L’orpaillage en Amérique latine
L’orpaillage correspond à une extraction artisanale de l’or présent dans des alluvions, soit des dépôts de sédiments – de sable, de vase ou d’argile par exemple – abandonnés par un cours d’eau. Si l’orpaillage persiste en Amérique Latine, cela s’explique par la densité de la forêt qui empêche le développement de l’exploitation industrielle, comme en Guyane, où il représente l’essentiel de l’exploitation aurifère.
La production d’or en Amérique Latine s’avère relativement dispersée, mais elle se concentre cependant au Pérou et au Brésil qui, en 2015, ont produit respectivement 150 et 80 tonnes d’or. Néanmoins, l’intensification de l’orpaillage illégal semble se généraliser sur l’ensemble du continent. Elle touche le Costa Rica depuis cette année, mais on constate depuis longtemps le même phénomène en Guyane, où la production aurifère demeure majoritairement illégale. L’année dernière, le New York Times mentionnait à cet égard le Pérou, mais le Brésil ou la Colombie auraient pu être cités, entre autres.

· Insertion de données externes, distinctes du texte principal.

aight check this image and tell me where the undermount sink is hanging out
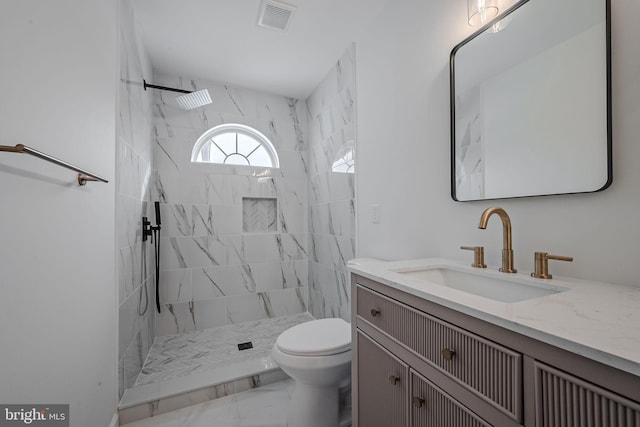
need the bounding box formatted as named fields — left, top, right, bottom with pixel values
left=392, top=266, right=569, bottom=303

Le lucratif prend ainsi sans surprise le pas sur le légal dans de nombreux pays d’Amérique Latine. Pour cause, le cours de l’or qui atteint des niveaux historiques tandis que la demande mondiale reste constante. En 2016, elle s’élevait à plus de 4.300 tonnes, grandement portée par le secteur de la bijouterie qui concentre à lui seul presque la moitié de celle-ci. Simultanément, la production d’or mondiale – au volume similaire – ne dépend qu’à environ 30% de l’or recyclé, le reste provenant donc directement de mines.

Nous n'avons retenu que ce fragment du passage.